Da qualche giorno la delusione di Colomban ha raggiunto il diapason: «Parlamentari che non versavano i rimborsi sulle loro indennità; miserabili vicende di scontrini e di pasti; David Borrelli, un amico, numero 3 del M5S, che a Strasburgo si dimette dal gruppo adducendo motivi di salute... Sembra di leggere le cronache di un partito qualunque.
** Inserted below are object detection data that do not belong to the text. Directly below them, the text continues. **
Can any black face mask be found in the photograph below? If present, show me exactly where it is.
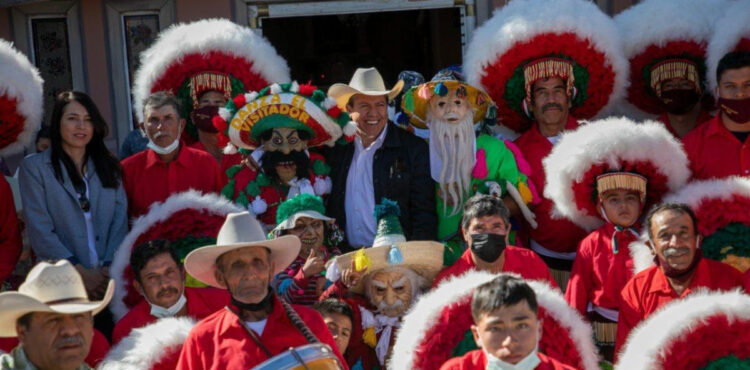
[471,233,505,263]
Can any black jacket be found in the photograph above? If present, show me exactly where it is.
[325,122,437,251]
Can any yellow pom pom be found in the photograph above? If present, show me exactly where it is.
[362,328,378,348]
[518,180,534,204]
[354,248,372,271]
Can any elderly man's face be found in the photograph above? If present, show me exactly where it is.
[16,312,94,369]
[471,300,542,364]
[215,246,274,304]
[346,94,388,143]
[649,210,698,271]
[531,77,570,135]
[368,270,414,317]
[133,253,185,308]
[141,105,185,148]
[430,86,471,123]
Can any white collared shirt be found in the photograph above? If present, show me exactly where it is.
[344,123,389,248]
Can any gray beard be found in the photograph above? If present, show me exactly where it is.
[427,111,476,216]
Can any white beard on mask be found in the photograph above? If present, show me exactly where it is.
[427,110,476,216]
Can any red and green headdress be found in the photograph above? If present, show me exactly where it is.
[615,290,750,370]
[133,19,290,139]
[664,177,750,272]
[214,82,356,150]
[706,1,750,92]
[615,0,727,116]
[463,0,627,132]
[0,39,44,156]
[110,190,244,320]
[389,271,599,370]
[543,117,690,230]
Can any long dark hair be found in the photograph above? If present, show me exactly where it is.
[50,91,122,188]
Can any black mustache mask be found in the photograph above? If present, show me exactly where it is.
[471,233,505,263]
[260,150,310,180]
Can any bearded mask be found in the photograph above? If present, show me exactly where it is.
[260,127,310,183]
[367,268,419,317]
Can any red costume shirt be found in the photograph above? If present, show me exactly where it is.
[656,109,713,139]
[515,115,586,253]
[122,144,224,218]
[615,258,742,352]
[0,175,23,284]
[565,223,637,317]
[177,297,347,370]
[682,114,750,179]
[432,245,557,288]
[440,349,574,370]
[112,287,229,344]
Che tristezza».

 

Di imprese difficili il fondatore e presidente onorario della Permasteelisa, multinazionale delle costruzioni, ne ha compiute parecchie e tutti gli riconoscono una notevole abilità nel dare forma ai sogni dei visionari, come ha fatto con le archistar Frank Gehry, Norman Foster e Richard Rogers: sono made in Treviso la Freedom Tower e altre due delle cinque torri sorte attorno al cratere di Ground Zero, le vele della Sydney opera house in Australia, le sedi del Parlamento europeo a Strasburgo e Bruxelles e quella della Apple a Cupertino, a forma di astronave, una commessa da circa 400 milioni di dollari. Ma in politica il sarto dei grattacieli ha dovuto deporre ago e filo: «Più facile vestire gli edifici con vetro e metallo – facciate continue, si chiamano – che togliere la camicia rossa ai grillini».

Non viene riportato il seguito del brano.